She walked up to the trio of dwarfs watching over their stock. They sat in a ring, smoking and exchanging quiet words over a beer-cask with Hypatian letters on it.
“Come to view the merchandise again?” one of the dwarfs asked. “No sickness. Plenty of kids, even one mother-to-be. We’re not counting the not-yet-born, of course. Bonus for you.”
“Yes, I would like a closer look,” Wistala said. She reared up, and came down with all of her weight on the dwarfs, trapping them in her sii. She stomped furiously.
When the dwarfs were reduced to muddy stains, she turned on the occupants in the pens. The dark-haired Ironriders shrank away from her.
Some were chained together. It was the work of only a few moments to break the links. They set up a wailing.
“All of you! Run!” Wistala managed.
They didn’t understand her, so she flapped at them, just missing with her wingtips, until the whole mass was running for the low hills of the southern steppelands. They left only one behind, an old fellow who looked like he’d died from exposure. She extracted his tongue before burning him.
Once she was sure of their departure, she loosed her flame into the pen and on the dead dwarfs.
When she told Yefkoa what had happened the next morning, she expected complaints. Yefkoa stood silent for a moment, then said, “Good. Only fair way to take thralls is battle; this burning villages and hauling them in from the bushes bothers me. It means trouble, though, and things were going well with OuThroth.”
“Like you, I was almost enslaved when I was young. It was dwarfs then, too. I can’t right the wrong done to my family, but I can save another.”
While they ate, OuThroth hurried over.
“I must ask you about one matter. There were some dwarfs camped outside the walls yesterday. We were in negotiations about the purchase of thralls. The negotiations were taking overlong, as being dwarfs, they pressed their advantage to the limit and asked for a price above the very clouds. My watchmen heard signs of fighting last night, and this morning both dwarfs and thralls seem to be gone.”
“They are, after a fashion,” Wistala said. “Believe me, you wouldn’t have wanted those thralls. I’ve been among the Ironriders for some time, seeking old bones.”
“Disgusting custom,” Yefkoa said. “Some Ironriders dare to wear dragon-scale, or have the skulls of those killed in fighting as clan totems.”
“That’s not an answer,” OuThroth said. He was capable of pressing a point when a potential profit was involved.
“Your thrall-gatherers were trying to cheat you,” Wistala said. “Fully a third of the thralls they were trying to sell you were diseased. It’s not an easy illness to spot—they go pale and listless and bloodshot about the eyes, and while not immediately fatal, it does leave the victims vulnerable to other, more quick-killing diseases.”
“What did you do with the bodies?”
“We ate them. We were famished.”
“You ate diseased flesh?”
“Only after a good roasting,” Yefkoa said.

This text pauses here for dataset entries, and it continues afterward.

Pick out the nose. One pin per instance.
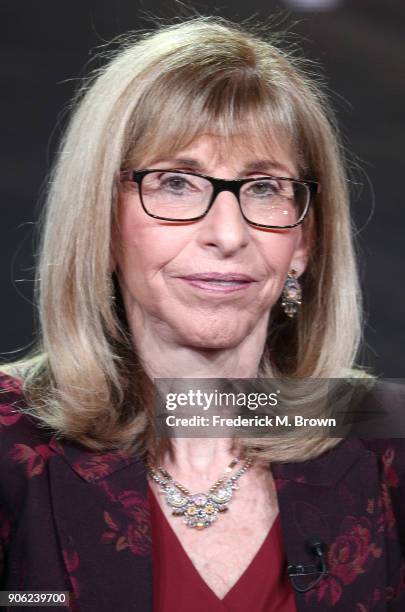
(224, 228)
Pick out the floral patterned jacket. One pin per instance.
(78, 521)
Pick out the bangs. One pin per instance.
(235, 106)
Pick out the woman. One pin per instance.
(199, 192)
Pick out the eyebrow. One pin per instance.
(256, 165)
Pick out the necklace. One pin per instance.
(199, 510)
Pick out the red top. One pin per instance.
(263, 586)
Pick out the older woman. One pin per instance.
(197, 226)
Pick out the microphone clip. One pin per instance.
(318, 548)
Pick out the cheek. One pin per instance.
(277, 250)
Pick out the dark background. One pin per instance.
(360, 47)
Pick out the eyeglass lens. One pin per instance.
(271, 201)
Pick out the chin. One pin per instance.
(214, 336)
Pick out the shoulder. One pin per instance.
(17, 419)
(24, 444)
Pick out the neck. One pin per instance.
(162, 357)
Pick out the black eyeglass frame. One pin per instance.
(232, 185)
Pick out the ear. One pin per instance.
(302, 249)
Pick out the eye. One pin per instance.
(262, 188)
(177, 183)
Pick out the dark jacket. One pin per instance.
(78, 521)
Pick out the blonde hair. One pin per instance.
(157, 93)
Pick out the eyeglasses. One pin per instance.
(175, 195)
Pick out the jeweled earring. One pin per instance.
(291, 296)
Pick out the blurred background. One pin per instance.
(359, 47)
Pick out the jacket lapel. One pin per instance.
(103, 523)
(334, 498)
(102, 520)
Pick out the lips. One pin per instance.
(218, 282)
(220, 277)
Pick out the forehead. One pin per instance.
(245, 151)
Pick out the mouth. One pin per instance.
(218, 282)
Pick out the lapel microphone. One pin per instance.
(316, 547)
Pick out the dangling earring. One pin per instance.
(291, 296)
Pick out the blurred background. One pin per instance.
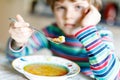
(37, 13)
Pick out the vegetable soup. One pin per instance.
(46, 69)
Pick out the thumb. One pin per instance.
(19, 18)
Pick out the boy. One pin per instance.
(85, 44)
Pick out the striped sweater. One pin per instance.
(91, 48)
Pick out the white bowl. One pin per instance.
(19, 64)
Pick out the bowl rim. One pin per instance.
(27, 73)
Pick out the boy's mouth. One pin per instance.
(69, 25)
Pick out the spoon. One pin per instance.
(60, 39)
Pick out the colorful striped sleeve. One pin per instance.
(35, 43)
(103, 63)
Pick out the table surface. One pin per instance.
(8, 73)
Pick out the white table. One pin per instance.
(8, 73)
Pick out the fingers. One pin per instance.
(19, 18)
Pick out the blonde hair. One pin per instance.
(96, 3)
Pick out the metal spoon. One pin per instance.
(32, 27)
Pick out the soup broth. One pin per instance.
(46, 69)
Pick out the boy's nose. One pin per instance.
(69, 14)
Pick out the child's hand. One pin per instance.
(91, 17)
(20, 31)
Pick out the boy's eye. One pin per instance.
(78, 7)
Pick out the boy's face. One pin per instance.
(68, 14)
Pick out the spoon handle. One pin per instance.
(32, 27)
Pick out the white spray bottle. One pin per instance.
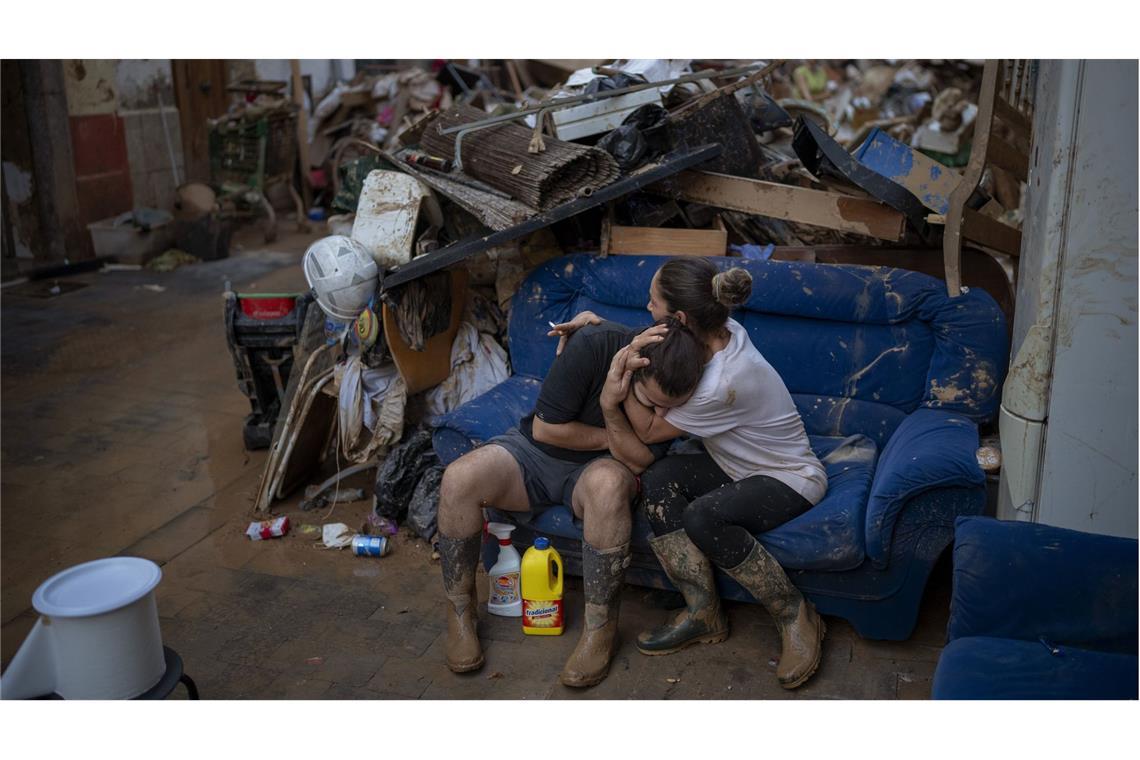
(505, 598)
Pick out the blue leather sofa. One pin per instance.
(892, 378)
(1040, 613)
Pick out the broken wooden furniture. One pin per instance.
(1004, 107)
(1040, 613)
(839, 211)
(515, 220)
(892, 380)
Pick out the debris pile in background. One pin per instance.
(458, 179)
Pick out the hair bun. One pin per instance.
(732, 287)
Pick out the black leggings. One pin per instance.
(690, 491)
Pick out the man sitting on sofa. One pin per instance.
(576, 448)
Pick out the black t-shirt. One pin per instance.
(572, 389)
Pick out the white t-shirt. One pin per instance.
(748, 422)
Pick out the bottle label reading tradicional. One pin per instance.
(505, 588)
(545, 613)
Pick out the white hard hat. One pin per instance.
(342, 275)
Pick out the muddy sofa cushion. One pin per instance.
(827, 537)
(877, 334)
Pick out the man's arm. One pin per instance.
(624, 443)
(649, 426)
(573, 435)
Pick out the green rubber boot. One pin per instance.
(702, 621)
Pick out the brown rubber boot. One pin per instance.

“Don’t worry—it does not spread to dragons,” Wistala said.
“I understand there is already a great loss of thralls underground,” Wistala said. “Had a more experienced person spotted the disease, they would have been traced back to you. Or worse, the signs might have been missed altogether and a vast die-off of thralls could happen underground.”
Getting rid of the thralls was an audacious move, but Wistala had her reasons. The way she saw it, OuThroth had two options. He could report to NoSohoth that a pair of dragonelles that he admitted devoured a couple of slave pens full of thralls, or he could feign ignorance of the entire matter.
No matter what he did with the first option, it would reek of mismanagement of his Protectorate. Letting a pair of unknown dragonelles eat stock . . .
No, he would tell the Hypatians to shut up if they valued their slave-trading concession, pass along the disease story, and if worse came to worst claim that killing the dwarfs was rough borderland justice for their attempt to cheat the Dragon Empire.
“It would set the works back years,” Yefkoa said, breaking in on Wistala’s thoughts.
OuThroth bowed. “You’ve done me a great service, Yefkoa and errr . . .”
“My oath-sister, Tala,” Yefkoa supplied.
“That is a handsome headdress you wear, Tala. It is elegantly shaped. Elven-make?”
“A family heirloom. All I know with certainty is that it is old.”